REPINO, Russia (Reuters) – England manager Gareth Southgate has done his utmost to lower the expectations on his young team at the World Cup but they enter their opening Group G game against Tunisia in a mood of quiet confidence.
After the humiliation of a second round exit at the hands of Iceland in Euro 2016 and their failure to get out of the group stage in Brazil four years ago, England fans were in no mood for rabble rousing talk of winning the tournament.
Indeed a deep cynicism had taken hold of many supporters but Southgate’s humble approach and the youthful nature of his squad has managed to restore some degree of positivity.
“We always do this as a nation — expectations are low and as soon as we get to the World Cup, everybody gets their enthusiasm going. If a World Cup cannot inspire a nation, then I’m not sure what can,” said the English FA technical director Dan Ashworth.
Friendly wins over Nigeria and Costa Rica did no harm to the mood nor did the fact that, unlike so many times in the past, there is little, if any, controversy surrounding the squad.
And it is a squad that has plenty of attacking talent with Harry Kane and Raheem Sterling expected to start up front with Jesse Lingard and Dele Alli buzzing behind them.
That means forwards Marcus Rashford and Jamie Vardy are likely to start on the bench, giving Southgate plenty of options if his chosen strike pair fail to deliver.
The quality is thinner at the back but Southgate is hopeful that players like Harry Maguire and Kieran Trippier can turn their Premier League form into solid displays in Russia.
The final group game against Belgium should be the toughest test but England’s recent history will prevent any complacency in the opener with Tunisia or the second game versus World Cup debutants Panama.
Tunisia are playing in their fifth World Cup but they have never got beyond the group stage and they have not won since they beat Mexico in their first ever game at a finals in 1978.
England and Tunisia met at France ‘98 with England winning 2-0 thanks to goals from Alan Shearer and Paul Scholes.
In the other group game tonight, Belgium striker Dries Mertens conceded that Iceland’s surprise draw with Argentina had served as a World Cup warning to his side as they prepared to face another small debutant team Panama.
Although Belgium are hot favourites to win, Mertens acknowledged on Saturday that countries like Iceland – the smallest nation ever to reach the finals– had shown with the 1-1 draw that bigger teams were vulnerable if not on their game.

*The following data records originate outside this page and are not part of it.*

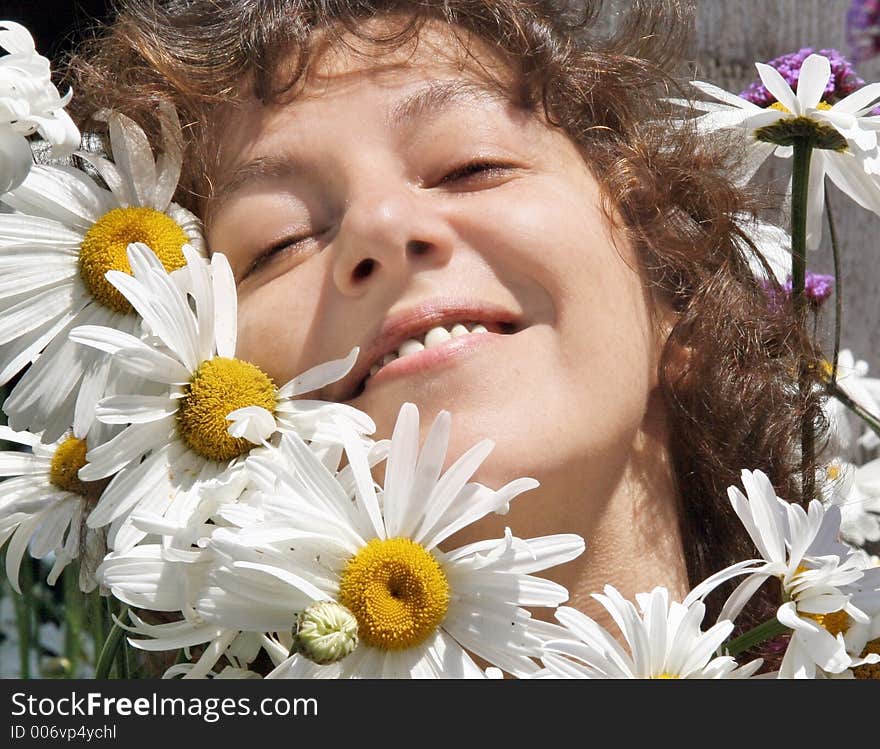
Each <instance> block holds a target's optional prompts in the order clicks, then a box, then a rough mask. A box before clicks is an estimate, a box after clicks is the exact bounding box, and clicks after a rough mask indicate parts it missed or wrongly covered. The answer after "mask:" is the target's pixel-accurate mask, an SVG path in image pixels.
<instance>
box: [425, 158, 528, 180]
mask: <svg viewBox="0 0 880 749" xmlns="http://www.w3.org/2000/svg"><path fill="white" fill-rule="evenodd" d="M511 168H512V166H511V165H510V164H506V163H504V162H501V161H471V162H469V163H467V164H464V165H462V166H460V167H458V168H457V169H453V170H452V171H451V172H450V173H449V174H447V175H446V176H445V177H443V179H441V180H440V184H441V185H445V184H447V183H449V182H454V181H455V180H458V179H465V178H468V177H473V176H474V175H477V174H483V175H488V176H494V175H498V174H501V173H503V172H507V171H509V170H510V169H511Z"/></svg>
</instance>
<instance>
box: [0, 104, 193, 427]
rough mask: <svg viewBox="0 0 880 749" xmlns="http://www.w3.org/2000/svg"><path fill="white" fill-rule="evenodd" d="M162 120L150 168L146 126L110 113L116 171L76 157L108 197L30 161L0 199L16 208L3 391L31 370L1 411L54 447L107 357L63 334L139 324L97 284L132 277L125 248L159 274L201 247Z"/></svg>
mask: <svg viewBox="0 0 880 749" xmlns="http://www.w3.org/2000/svg"><path fill="white" fill-rule="evenodd" d="M162 122H163V132H164V134H165V152H164V154H163V156H162V158H161V159H160V160H159V163H158V165H157V164H156V163H154V161H153V157H152V152H151V150H150V147H149V144H148V143H147V139H146V136H145V135H144V133H143V131H142V130H141V129H140V128H138V127H137V126H136V125H135V124H134V123H133V122H132V121H131V120H129V119H128V118H126V117H125V116H123V115H121V114H118V113H114V114H111V115H109V127H110V141H111V145H112V149H113V155H114V157H115V159H116V164H115V165H114V164H112V163H110V162H109V161H107V160H106V159H103V158H101V157H98V156H95V155H94V154H85V153H82V154H80V155H82V157H83V158H85V159H87V160H88V161H90V162H91V163H92V164H93V165H94V166H95V168H96V169H97V170H98V171H99V172H100V174H101V176H102V177H103V178H104V181H105V182H106V183H107V185H109V187H110V190H106V189H104V188H103V187H100V186H99V185H98V184H97V183H95V181H94V180H92V179H91V178H90V177H89V176H87V175H86V174H85V173H84V172H82V171H79V170H77V169H73V168H71V167H52V166H35V167H34V168H33V169H32V170H31V171H30V173H29V174H28V176H27V178H26V179H25V181H24V182H23V183H22V184H21V186H19V187H18V188H17V189H15V190H13V191H12V192H9V193H7V194H6V195H4V196H3V197H2V200H3V202H5V203H6V204H7V205H9V206H10V207H11V208H13V209H15V211H16V212H15V213H11V214H10V213H0V277H2V280H0V384H3V383H6V382H8V381H9V380H10V379H11V378H12V377H13V376H15V375H16V374H17V373H18V372H20V371H21V370H22V369H24V368H25V367H28V369H27V371H26V372H25V373H24V374H23V375H22V377H21V378H20V380H19V381H18V382H17V383H16V385H15V387H14V388H13V389H12V392H11V393H10V395H9V397H8V398H7V399H6V402H5V403H4V404H3V409H4V411H5V412H6V413H7V414H8V415H9V425H10V426H11V427H12V428H13V429H17V430H28V431H31V432H41V433H42V438H43V439H44V440H46V441H47V442H53V441H55V440H57V439H58V438H59V437H60V436H61V435H62V434H63V433H64V432H66V431H67V430H68V429H70V426H71V424H72V423H73V421H74V413H75V410H76V409H78V410H80V411H83V412H85V413H90V412H91V411H92V410H93V409H94V405H95V402H96V400H97V399H98V398H100V396H101V395H103V392H104V388H105V386H106V381H107V378H108V369H109V360H108V359H107V358H106V357H102V356H100V355H98V354H97V352H94V351H91V350H89V349H85V348H82V347H81V346H76V345H75V344H73V343H71V342H69V341H68V337H67V336H68V332H69V331H70V330H71V329H72V328H73V327H75V326H77V325H85V324H97V325H106V326H108V327H112V328H117V329H119V330H122V331H126V332H129V333H137V332H139V330H140V324H141V323H140V319H139V318H138V316H137V315H136V314H135V313H134V311H133V310H132V307H131V305H130V304H129V303H128V302H127V301H126V299H125V298H124V297H123V296H122V295H121V294H120V293H119V292H118V291H117V290H116V289H115V288H114V287H113V286H112V285H110V284H109V283H108V282H107V280H106V278H105V273H106V272H107V271H108V270H111V269H116V270H119V271H125V272H128V271H129V270H130V269H129V267H128V259H127V256H126V247H127V246H128V244H129V243H130V242H134V241H143V242H146V243H147V244H149V245H150V246H151V247H152V248H153V250H154V251H155V252H156V253H157V254H158V255H159V257H160V258H161V259H162V263H163V264H164V265H165V267H166V268H168V269H173V268H179V267H181V266H182V265H183V264H184V263H185V259H184V256H183V251H182V248H183V245H184V244H185V243H190V244H191V245H193V246H194V247H196V248H199V249H200V248H201V247H202V239H201V234H200V223H199V221H198V219H196V217H195V216H193V215H192V214H191V213H189V212H188V211H185V210H184V209H183V208H180V207H179V206H177V205H176V204H174V203H172V202H171V197H172V195H173V194H174V190H175V188H176V186H177V179H178V177H179V175H180V165H181V159H180V152H179V149H178V148H177V146H176V145H175V144H176V135H175V129H176V128H178V127H179V124H178V122H177V116H176V115H175V114H174V113H173V111H171V110H167V109H165V110H163V117H162ZM28 365H30V366H28Z"/></svg>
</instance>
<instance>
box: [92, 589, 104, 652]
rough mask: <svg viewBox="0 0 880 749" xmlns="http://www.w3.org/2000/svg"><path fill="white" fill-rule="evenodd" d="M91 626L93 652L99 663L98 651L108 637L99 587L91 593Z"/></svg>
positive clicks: (102, 604) (103, 602)
mask: <svg viewBox="0 0 880 749" xmlns="http://www.w3.org/2000/svg"><path fill="white" fill-rule="evenodd" d="M88 619H89V628H90V629H91V632H92V646H93V649H92V652H93V653H94V659H95V660H94V665H95V666H97V663H98V653H100V652H101V648H102V647H103V645H104V641H105V640H106V639H107V630H106V628H105V627H104V601H103V599H102V597H101V593H100V590H99V589H97V588H96V589H95V590H93V591H92V592H91V593H90V594H89V608H88Z"/></svg>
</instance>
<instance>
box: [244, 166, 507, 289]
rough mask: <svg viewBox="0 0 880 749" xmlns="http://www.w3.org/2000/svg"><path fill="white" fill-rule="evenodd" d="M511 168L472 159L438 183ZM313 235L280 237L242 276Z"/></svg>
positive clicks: (453, 169)
mask: <svg viewBox="0 0 880 749" xmlns="http://www.w3.org/2000/svg"><path fill="white" fill-rule="evenodd" d="M511 168H512V167H511V165H510V164H506V163H504V162H500V161H472V162H469V163H467V164H464V165H462V166H460V167H458V168H457V169H453V170H452V171H451V172H449V174H447V175H446V176H444V177H443V179H441V180H440V183H439V184H441V185H445V184H448V183H450V182H454V181H456V180H459V179H467V178H469V177H473V176H475V175H479V174H482V175H488V176H492V175H496V174H500V173H502V172H507V171H508V170H510V169H511ZM315 236H317V235H315V234H308V235H306V236H303V237H292V238H289V239H282V240H281V241H280V242H277V243H276V244H274V245H272V246H271V247H269V248H268V249H266V251H265V252H263V253H262V254H260V255H259V257H257V259H256V260H254V262H253V263H251V265H250V267H249V268H248V269H247V271H246V272H245V275H244V277H245V278H247V277H248V276H250V275H251V274H252V273H254V272H256V271H258V270H259V269H260V268H262V267H263V266H264V265H266V264H267V263H268V262H270V261H271V260H272V258H274V257H275V256H276V255H278V254H279V253H281V252H282V251H284V250H286V249H288V248H290V247H294V246H296V245H298V244H300V243H301V242H305V241H307V240H309V239H314V238H315Z"/></svg>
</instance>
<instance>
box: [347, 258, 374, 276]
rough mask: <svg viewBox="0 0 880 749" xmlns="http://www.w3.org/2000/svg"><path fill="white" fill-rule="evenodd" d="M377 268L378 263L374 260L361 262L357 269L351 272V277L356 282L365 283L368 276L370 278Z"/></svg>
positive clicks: (368, 258) (371, 258)
mask: <svg viewBox="0 0 880 749" xmlns="http://www.w3.org/2000/svg"><path fill="white" fill-rule="evenodd" d="M375 267H376V261H375V260H373V259H372V258H366V259H365V260H361V261H360V262H359V263H358V264H357V265H356V266H355V269H354V270H353V271H352V272H351V277H352V278H353V279H354V280H355V281H363V280H364V279H365V278H366V277H367V276H369V275H370V274H371V273H372V272H373V270H374V269H375Z"/></svg>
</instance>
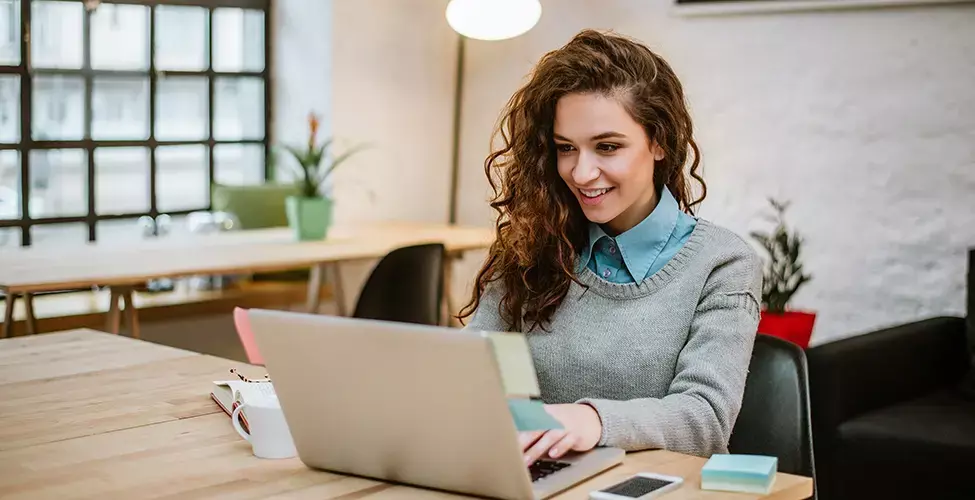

“Yeah, it is a World Cup so every team that is there can play, they have something,” Mertens said. “I think Iceland is a very good team and I hope we can play against Panama and play our game and that we can win.”
“I don’t know that much (about them) but we are starting tonight with that,” the Napoli striker said of the Central American minnows.
Belgium coach Roberto Martinez was more effusive about his opponents.
“What I expect is a group with great ambition,” Martinez said.
“Getting to the World Cup was a great result for Panama and the Panamanian people. A team that knocked out a nation like the United States deserves a lot of respect. They are fighters, they have a great mentality and are very competitive.” “I don’t expect an easy game. The first game in the World cup is always difficult.”